Elle changea rapidement de sujet, peut-être réalisant qu’il était inutile de prolonger cette discussion. C’était le genre de conversation ennuyeuse que les jeunes dames de la société aiment, se vantant de leurs maris et de leurs enfants.
Sandrine s’excusa gracieusement de la conversation et reporta son attention sur le couple joyeux. Malgré son tourment intérieur, son sourire demeurait serein et composé, comme si une brise légère avait emporté tout signe d’animosité.

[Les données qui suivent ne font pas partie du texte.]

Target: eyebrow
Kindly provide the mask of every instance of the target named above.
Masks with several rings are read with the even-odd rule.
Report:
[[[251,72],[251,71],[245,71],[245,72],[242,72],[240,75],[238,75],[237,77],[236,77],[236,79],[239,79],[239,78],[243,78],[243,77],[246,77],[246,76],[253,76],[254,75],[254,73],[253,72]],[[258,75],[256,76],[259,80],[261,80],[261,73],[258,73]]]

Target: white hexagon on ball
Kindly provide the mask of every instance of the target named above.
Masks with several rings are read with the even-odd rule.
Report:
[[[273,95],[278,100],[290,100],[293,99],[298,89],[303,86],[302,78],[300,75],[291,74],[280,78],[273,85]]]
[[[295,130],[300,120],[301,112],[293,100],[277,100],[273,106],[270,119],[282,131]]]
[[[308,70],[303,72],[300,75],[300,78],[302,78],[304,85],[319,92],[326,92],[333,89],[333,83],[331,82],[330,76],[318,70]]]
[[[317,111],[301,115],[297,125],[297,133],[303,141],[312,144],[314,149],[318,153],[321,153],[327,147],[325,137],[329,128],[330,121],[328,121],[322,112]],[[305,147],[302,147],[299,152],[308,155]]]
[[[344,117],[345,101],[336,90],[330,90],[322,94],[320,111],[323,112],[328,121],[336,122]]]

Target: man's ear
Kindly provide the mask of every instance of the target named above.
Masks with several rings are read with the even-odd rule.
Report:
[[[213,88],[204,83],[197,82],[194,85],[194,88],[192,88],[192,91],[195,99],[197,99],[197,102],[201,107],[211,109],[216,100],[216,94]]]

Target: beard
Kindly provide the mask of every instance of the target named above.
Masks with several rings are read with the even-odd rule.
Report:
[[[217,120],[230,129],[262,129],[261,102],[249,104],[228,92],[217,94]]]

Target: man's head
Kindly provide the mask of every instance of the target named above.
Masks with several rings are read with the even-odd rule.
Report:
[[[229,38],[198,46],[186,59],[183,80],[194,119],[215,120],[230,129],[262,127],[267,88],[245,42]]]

Elle prit une profonde inspiration et se laissa imprégner par la beauté du moment, laissant de côté toute pensée ou sentiment indésirable.
Sandrine regardait le couple et ne pouvait s’empêcher de ressentir la même passion que la princesse pour Bastian. Elle était aussi bien trop consciente de la folie qui accompagnerait son désir d’être avec un homme pareil. Pourtant, elle n’avait pas l’audace de se comporter comme la princesse. Tandis qu’elle était encore célibataire, sa situation se résumait à un fragile équilibre entre chance et destin malheureux.

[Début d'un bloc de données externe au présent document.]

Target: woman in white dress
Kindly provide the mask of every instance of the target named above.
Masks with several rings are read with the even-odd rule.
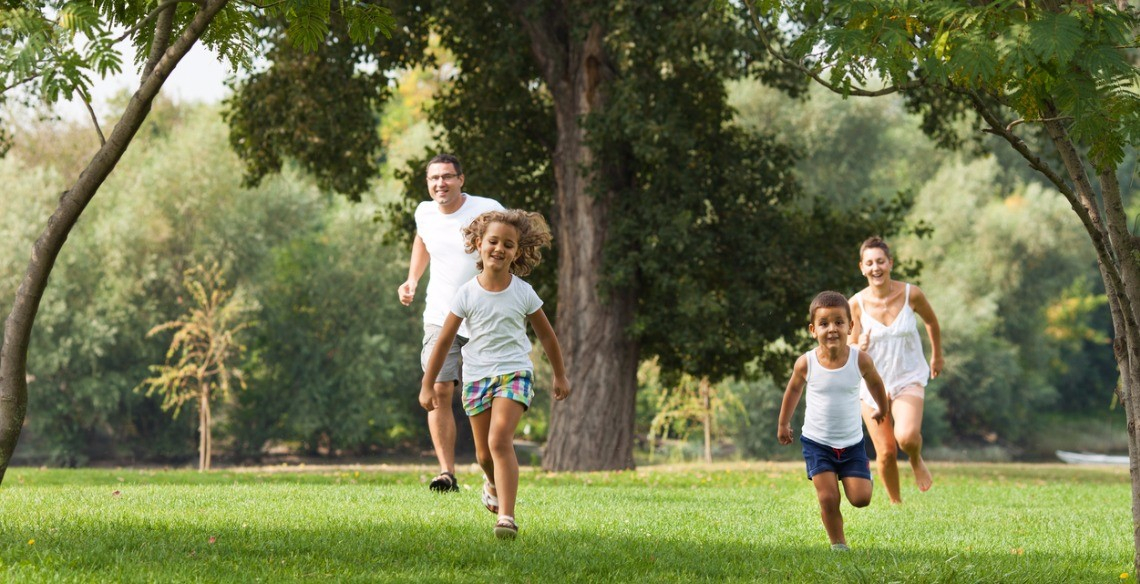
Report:
[[[900,448],[910,459],[918,490],[925,492],[933,484],[922,459],[922,406],[927,381],[942,373],[942,332],[926,295],[918,286],[892,280],[892,267],[891,250],[882,239],[872,237],[863,242],[859,269],[867,278],[867,287],[851,297],[849,343],[871,356],[887,388],[891,415],[878,424],[872,421],[878,409],[863,387],[863,420],[875,445],[875,463],[887,495],[891,503],[901,503]],[[915,315],[922,318],[930,338],[929,365]]]

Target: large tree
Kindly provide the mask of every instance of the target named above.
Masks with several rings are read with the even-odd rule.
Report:
[[[1122,0],[746,3],[770,55],[845,95],[902,92],[944,138],[965,116],[1068,201],[1112,314],[1140,570],[1140,240],[1119,176],[1140,139],[1136,9]]]
[[[400,22],[426,27],[420,35],[439,35],[446,61],[404,63],[446,72],[429,118],[439,148],[464,159],[468,188],[555,226],[556,261],[535,277],[544,297],[556,290],[576,393],[554,406],[549,469],[633,466],[642,358],[714,381],[758,358],[783,363],[771,343],[794,339],[811,294],[854,284],[850,250],[897,218],[798,204],[793,153],[732,123],[726,80],[800,88],[763,58],[745,13],[683,0],[392,6]],[[327,70],[282,60],[241,88],[232,119],[285,104],[263,91],[282,85],[274,77],[337,83]],[[321,115],[361,105],[330,103]],[[283,142],[257,152],[305,164]],[[425,198],[424,160],[404,171],[405,228]]]
[[[163,83],[195,43],[201,41],[231,63],[246,63],[257,45],[254,19],[263,13],[284,18],[291,38],[312,49],[325,36],[330,14],[343,16],[354,40],[388,33],[388,13],[371,4],[293,0],[261,8],[228,0],[142,0],[61,2],[25,0],[0,6],[0,102],[18,96],[53,103],[78,96],[87,103],[100,147],[70,188],[36,240],[27,271],[4,323],[0,346],[0,480],[3,480],[27,412],[28,343],[52,266],[83,210],[99,191],[146,120]],[[126,41],[139,65],[138,89],[107,136],[90,106],[92,74],[121,70],[115,44]],[[8,134],[0,135],[3,144]],[[2,151],[2,149],[0,149]]]

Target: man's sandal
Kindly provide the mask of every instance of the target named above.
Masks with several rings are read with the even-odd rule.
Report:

Elle laissa échapper un lourd soupir alors qu’elle apercevait momentanément le visage de son mari.
Au final, elle avait eu le pire des maris du monde entier—le comte Lenart, un sodomite—mais elle ne pouvait pas le mépriser. Elle avait su tirer parti de ses défauts et forcer un divorce sans conséquence grâce à lui, et cette faiblesse lui avait permis d’obtenir Bastian Klauswitz.
Dans cette optique, Sandrine pourrait lui pardonner sa folie. Ce serait injuste de s’attarder sur son côté mesquin, qui retardait les procédures de divorce au point de vouloir lui couper sa pension alimentaire jusqu’au dernier centime.
Combien de temps s’était-il écoulé depuis qu’elle l’avait regardé avec une telle nostalgie ?
Lorsque Bastian tourna la tête, les sentiments de colère et de frustration de Sandrine furent instantanément remplacés par de l’amour. Malgré sa fierté blessée, elle ne pouvait s’empêcher de tomber à nouveau sous son charme.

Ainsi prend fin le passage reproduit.